Tools?  He wants people to write unique tools for Longhorn.  I say give people like me more power to change the OS.  From what I have seen of Longhorn, it doesn't go deep nor wide enough.  Today, Open/Save File Dialog, dialogs everyone must use, are like a couple of neanderthals wearing lipsticks and I doubt Longhorn improved on them significantly.

Meanwhile, Marc gives Scoble a chase and a tackle with his own:

"We'd love to work with Microsoft to get our tools running with Longhorn – just as long as they understand that they have to work with OPEN standards, on all browsers, across all platforms and connect everyone together.  Not just Microsoft/Longhorn communities."

and performs a dance for the crowd:

"In fact here's a funny story.  Back in '86 – I ran into Bill Gates at some conference where he told me that he'd wanted a chance to publish VideoWorks – but got 'left' out of the bidding. I told him we offered the original VideoWorks/MusicWorks to them (via our Wm. Morris agent) – back in '84 – but we never made it past the front-guy.  He was pissed."
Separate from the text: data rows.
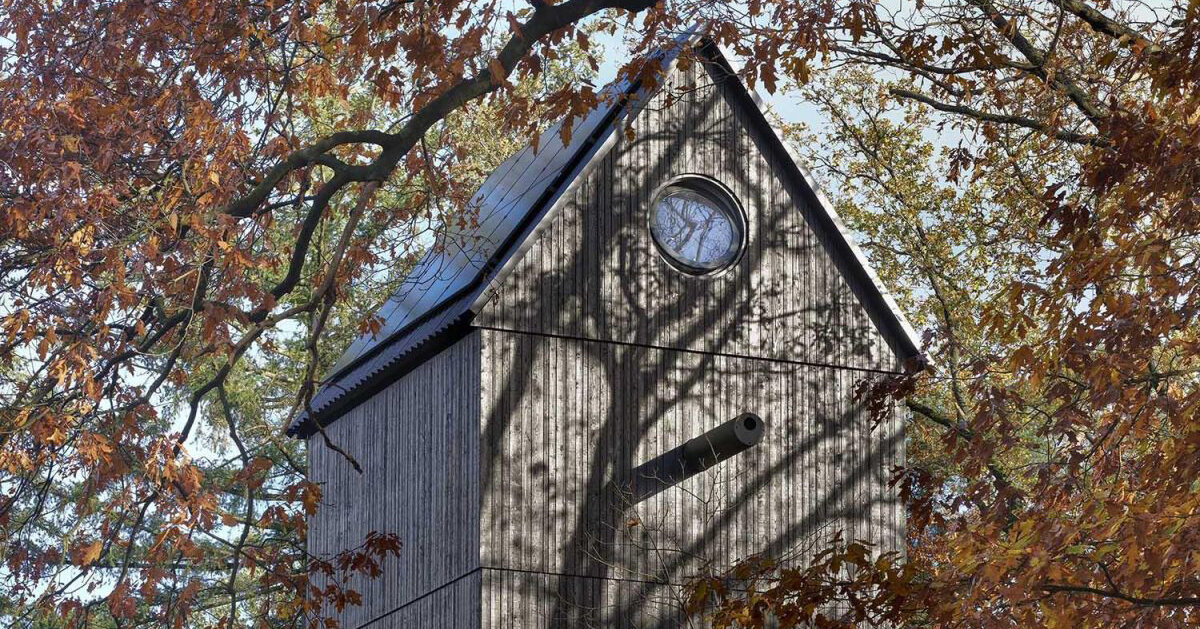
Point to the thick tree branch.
(1001, 119)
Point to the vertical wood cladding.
(565, 421)
(418, 443)
(594, 273)
(499, 461)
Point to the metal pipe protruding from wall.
(723, 442)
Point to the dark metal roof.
(437, 295)
(438, 299)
Hey, I love stories like that.  I remember being at a Dvorak/Hearst Comdex party ages ago where I saw Bill Gates dancing with a Marilyn Monroe-impersonator oozing sexily nearby.  Since then, I have a strong mental association between Bill Gates and Marilyn Monroe.  Too bad Comdex parties went down hill from there.  Oops.  Where is the ball now?

[ed: I am not sure if most of embedding contents of referenced posts is my style, but it does save you the trouble of jumping back and forth to get the whole picture.  I would appreciate it if you could give me feedback.  Frankly, I like to write just my thoughts without much references.]

Spirited Away

I saw Hayao Miyazaki's anime Spirited Away last night.  Fantastic!  Great story and impressive graphical style using a fine mix of traditional cartoon, oil painting, filtered digital imagery, and photorealistic 3D rendering.

Character drawings looked as simple as Saturday morning cartoons, but body expressions and motions for Chihiro was really good.  They must have studied how young teenage girls behave very carefully.   Same amount of detail wasn't apparent in rest of the cast, but I was too busy looking at the background scenery to mind.

My favorite character was No Face, a masked ghost that starts eery and then shift your emotions through friendly, suspicious, disgusting, pitiful, and finally content as the movie progresses.  Witch's baby brat was funny when it turned into a fat rat, but not understandable.  So, No Face Rules!  I recommend Spirited Away strongly.

Brief Intermission

I haven't had a chance to blog today but expect to be back blogging as usual by tommorrow.  Why?  Too much work and too much fun.  Well, work is not actually too much, just urgent need to get screen mockups done by Friday.

Fun part is actually more involving.  I started playing with Ming, a C++ Flash output library, last night and ran into a series of trouble which led to updating my cygwin installation which went haywire.  By the time I put the Humpty Dumpty back together it was 3am.  I then plowed right back into Ming only to find Make, Flex, Bison, and SWIG version troubles.  Oh, joy.  During the course of cleaning that up, I discovered that many parts of Ming were out of sync with each other.  Fixed that but code is not running so I started debugging only to smack into Python/MSVC runtime version issues.  As I got ready to rebuild Python from scratch, I looked up and saw it was 5am so I crawled back inside my coffin.

Using open source tools and libraries is like playing with mud.

Revolution in Iran

A revolution is in the making in Iran tonight organized by young Iranians fighting for freedom.  Tommorrow, July 9th, is going to be a date to remember in Iranian history, hopefully start of the path to freedom.

Tommorrow, we'll find out if those ellipses are blood drops for young Iranians and tear drops for rest of the world.